The fact is that I could go to the viewport and render in GPU mode without any delay before actual frame rendering. It happened a few times. Render times were about twice faster as CPU, as usual, and it went directly down to rendering.

Man that’s getting ridiculous, I can’t remember what i did, apart putting those additionnal libraries in the AMD APP SDK folder…

EDIT2: no. It starts to silently recompile again… I think I am turning nuts…
I let it do its business (13 minutes here). Probably it was just that it had to be built once and then not everytime before renders… which would be nice anyway ! i can’t remember.

Sorry…

When i get to install 12.5beta or 12.4 drivers on a Radeon HD 6xxx (caicos codename) and then check in the catalyst control center, i read that catalyst version is 12.3. Blender GPU is slow as hell and works only in clay mode. Is this due to the card? are 12.4+ drivers bound to newest cards? Anyone?

To make the drivers work and be correctly recognized I had to remove them completely from the system first.

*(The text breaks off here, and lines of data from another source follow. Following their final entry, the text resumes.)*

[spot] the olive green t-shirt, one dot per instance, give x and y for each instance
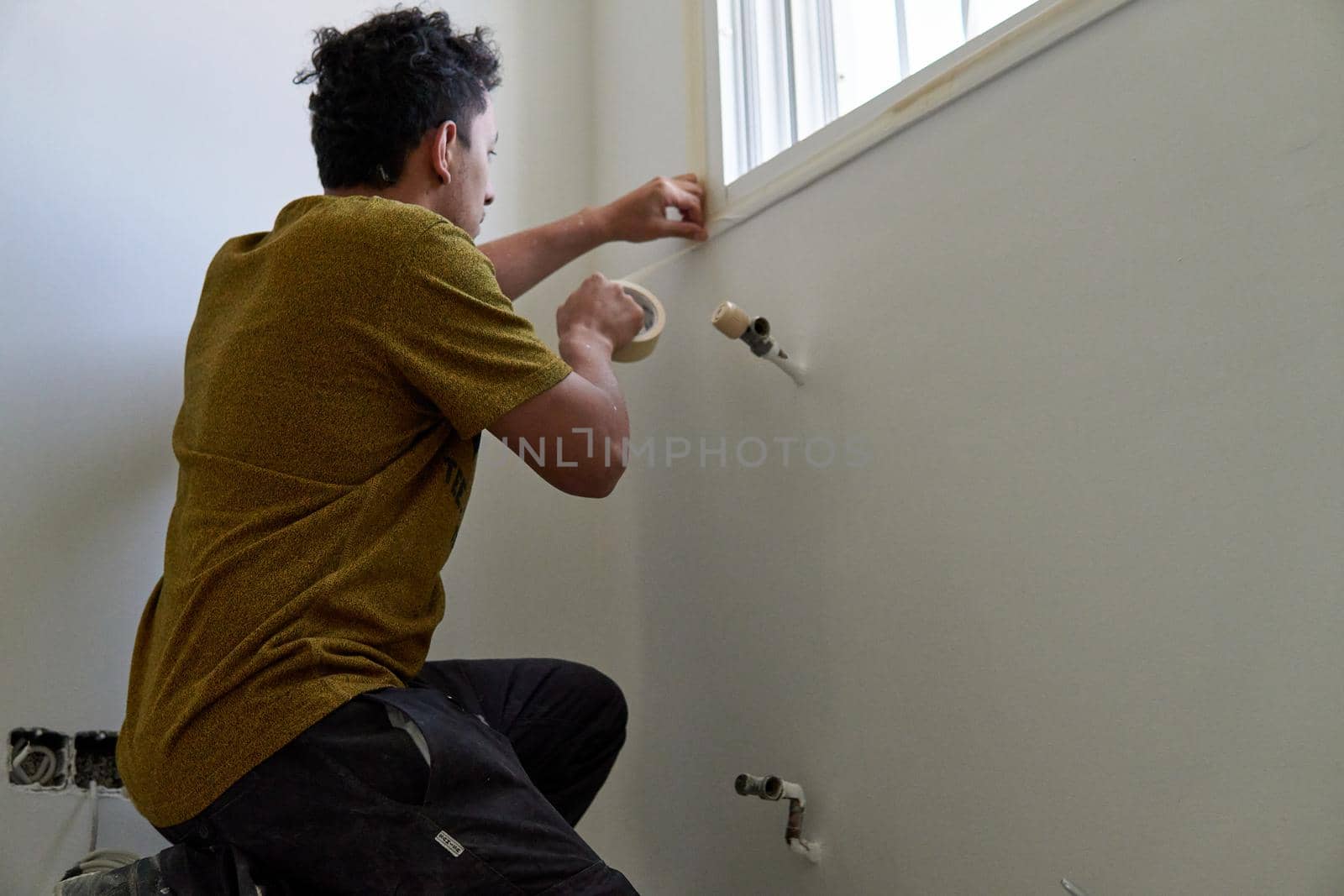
(339, 372)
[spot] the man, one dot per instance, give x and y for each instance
(339, 374)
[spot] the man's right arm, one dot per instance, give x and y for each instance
(575, 434)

This is what I did on my system:

  • Uninstall old drivers through Control Panel > “Programs and Settings”
  • Right click on your desktop > Screen Resolution > Advanced Settings > Adapter (Should show “AMD Radeon HD 6xxx Series”) > Properties > Driver > Uninstall (800x600 will become the only possible resolution)
  • Reboot
  • Install new drivers -> forced reboot
  • Profit!

The “Driver Packaging Version” for 12.5 beta drivers is “8.97-120418a-137336E-ATI”. If you’ve installed them correctly you should not see an entry versioned 12.x

The 7970 is >2x as fast as the GTX580. Why can’t we expect the same with Cycles if AMD gets their drivers in order?

SLG/Luxmark only has a very small amount of fixed, inflexible shaders, however Cycles runs a shader interpreter. It is that interpreter that is choking the compiler, and it is that interpreter that is likely creating memory access patterns that work better on the Fermi architecture. Comparing Cycles with any other GPGPU application is really pointless (unless it is architecturally similar) and you will see from different GPGPU benchmarks that their performance can vary drastically between different architectures. (One extreme example would be bitcoin)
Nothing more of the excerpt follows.